The story begins with Tony Stark at a meeting for Michael Hall, a tech genius who’s name makes it impossible for me to not think he is Michael C Hall in Gamer. He has some prosthetic arm on display and later he uses the same technology to create his own Power Rangers team called the Iron Rangers. When Tony tries to find out info on Hall he notices Doppelganger attacking a van, and calls up Spider-Man to help him out. When the Iron Rangers (Who’s names are all based on colors like Royal Blue and Burnt Orange,) show up they accidentally shoot off Dr. Tanis’s, a psychiatrist for the villain Shriek, arm.

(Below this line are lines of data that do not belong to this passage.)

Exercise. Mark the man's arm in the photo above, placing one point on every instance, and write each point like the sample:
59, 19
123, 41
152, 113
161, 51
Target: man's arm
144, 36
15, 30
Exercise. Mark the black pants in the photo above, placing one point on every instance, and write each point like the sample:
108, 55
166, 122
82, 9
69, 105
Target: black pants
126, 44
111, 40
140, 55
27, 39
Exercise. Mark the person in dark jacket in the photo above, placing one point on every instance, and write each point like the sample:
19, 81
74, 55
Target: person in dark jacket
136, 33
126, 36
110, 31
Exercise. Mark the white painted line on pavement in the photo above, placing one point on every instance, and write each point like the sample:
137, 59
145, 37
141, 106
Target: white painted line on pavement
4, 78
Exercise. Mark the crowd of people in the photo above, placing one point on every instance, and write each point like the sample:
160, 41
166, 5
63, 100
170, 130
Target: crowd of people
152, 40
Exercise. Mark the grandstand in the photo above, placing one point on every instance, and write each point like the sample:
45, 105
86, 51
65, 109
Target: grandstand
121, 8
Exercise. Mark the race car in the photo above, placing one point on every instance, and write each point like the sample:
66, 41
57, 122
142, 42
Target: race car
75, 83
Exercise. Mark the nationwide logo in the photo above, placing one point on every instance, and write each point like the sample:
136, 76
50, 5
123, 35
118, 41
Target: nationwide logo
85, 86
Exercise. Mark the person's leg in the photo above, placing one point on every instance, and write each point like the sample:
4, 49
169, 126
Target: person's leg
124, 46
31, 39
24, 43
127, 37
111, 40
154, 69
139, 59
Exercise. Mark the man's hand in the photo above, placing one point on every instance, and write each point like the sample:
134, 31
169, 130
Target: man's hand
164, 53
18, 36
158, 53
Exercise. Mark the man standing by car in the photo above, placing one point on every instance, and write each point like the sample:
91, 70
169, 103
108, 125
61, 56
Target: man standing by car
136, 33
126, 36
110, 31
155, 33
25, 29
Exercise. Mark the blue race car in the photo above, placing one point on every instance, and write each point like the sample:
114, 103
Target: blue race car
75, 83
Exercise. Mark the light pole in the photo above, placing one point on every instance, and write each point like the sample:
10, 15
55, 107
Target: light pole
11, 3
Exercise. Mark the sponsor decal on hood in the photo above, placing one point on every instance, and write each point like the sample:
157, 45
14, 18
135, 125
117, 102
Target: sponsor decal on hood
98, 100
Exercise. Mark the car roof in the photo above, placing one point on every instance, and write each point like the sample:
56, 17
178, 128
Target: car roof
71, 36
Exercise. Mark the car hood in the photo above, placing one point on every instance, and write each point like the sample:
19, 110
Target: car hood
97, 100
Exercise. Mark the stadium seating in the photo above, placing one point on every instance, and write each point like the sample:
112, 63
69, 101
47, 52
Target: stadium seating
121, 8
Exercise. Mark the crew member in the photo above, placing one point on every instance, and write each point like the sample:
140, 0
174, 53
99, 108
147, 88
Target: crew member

She gets a prosthetic from Hall Industries, and that’s where everything starts to turn dark.

This was an amazing read and most of my enjoyment came from the photo realistic, painted art style. The artist, Clayton Crain, draws Iron Man the best of any artist I have ever seen. There’s also the banter and interaction between Iron Man and Spider-Man, who have a lot in common. The fight against Carnage at the end is a great example of escalation, as more characters get involved and the villain gets stronger. My only gripes are the amount of random powers the symbiotes seem to have and the time spent until Carnage actually arrives is too long.

Final Thoughts: The title makes me want to see Steve Harvey as a super hero. Also the way Doppelganger is drawn is actually scary, way better than when he was just Spider-Man with more arms.